A Windows console application that lists file usage by grouping files based on their extensions. This program counts the total number of files and calculates their cumulative sizes.
- Lists files in a directory and groups them by their file extensions.
- Displays the total number of files per extension.
- Calculates the cumulative size of files for each extension.
- Simple, fast, and lightweight console-based interface.
For efficient and modern file management, the program utilizes the <filesystem>
library, introduced in C++17. Compared to legacy and platform-specific methods (e.g. FindFirstFile
, FindNextFile
on Windows), which were often bulky and mistake-susceptible, this library introduces a standardized, cross-platform, and intuitive approach for handling files and directories.
-
Cross-Platform Compatibility: The
filesystem
library works seamlessly across Windows, Linux, and macOS, eliminating the need for platform-specific code. -
Ease of Use: This library streamlines straightforward and high-level APIs for common operations like iterating directories, retrieving file sizes, and filtering files based on extensions.
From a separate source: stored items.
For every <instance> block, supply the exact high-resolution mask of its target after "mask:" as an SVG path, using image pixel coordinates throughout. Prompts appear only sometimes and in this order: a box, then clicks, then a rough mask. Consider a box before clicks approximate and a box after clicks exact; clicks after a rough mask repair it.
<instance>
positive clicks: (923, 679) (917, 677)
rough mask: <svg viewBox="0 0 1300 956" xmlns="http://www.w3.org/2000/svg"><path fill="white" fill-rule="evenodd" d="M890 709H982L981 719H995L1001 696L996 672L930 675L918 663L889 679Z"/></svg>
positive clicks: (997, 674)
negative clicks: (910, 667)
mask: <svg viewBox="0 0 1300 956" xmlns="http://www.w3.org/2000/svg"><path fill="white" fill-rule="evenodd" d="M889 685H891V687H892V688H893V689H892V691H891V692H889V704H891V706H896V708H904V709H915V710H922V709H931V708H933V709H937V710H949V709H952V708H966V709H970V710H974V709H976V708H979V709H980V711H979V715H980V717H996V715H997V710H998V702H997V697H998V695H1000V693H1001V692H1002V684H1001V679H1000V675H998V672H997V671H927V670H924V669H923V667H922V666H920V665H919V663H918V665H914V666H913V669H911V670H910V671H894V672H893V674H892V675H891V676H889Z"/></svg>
for (const auto& entry : std::filesystem::directory_iterator(dir_path)) { if (entry.is_regular_file()) { auto size{ entry.file_size() }; } }
-
Performance: Optimized for modern hardware,
filesystem
offers better performance compared to legacy implementations. -
Built-in Error Handling: This modern approach automatically throws exceptions for invalid paths, permission issues, etc. simplifying error management.
To improve the program's performance, a custom ThreadPool
is used for concurrent execution. By utilizing multiple threads, the program can efficiently process files in parallel, significantly reducing execution time, especially when dealing with large directories containing numerous files (e.g. C:\
).
-
Parallel Task Execution: The
ThreadPool
manages a pool of worker threads that handle tasks concurrently, ensuring faster file scanning. -
Efficient Resource Utilization: The number of threads is determined based on the hardware's logical processors, maximizing CPU utilization without overwhelming the system.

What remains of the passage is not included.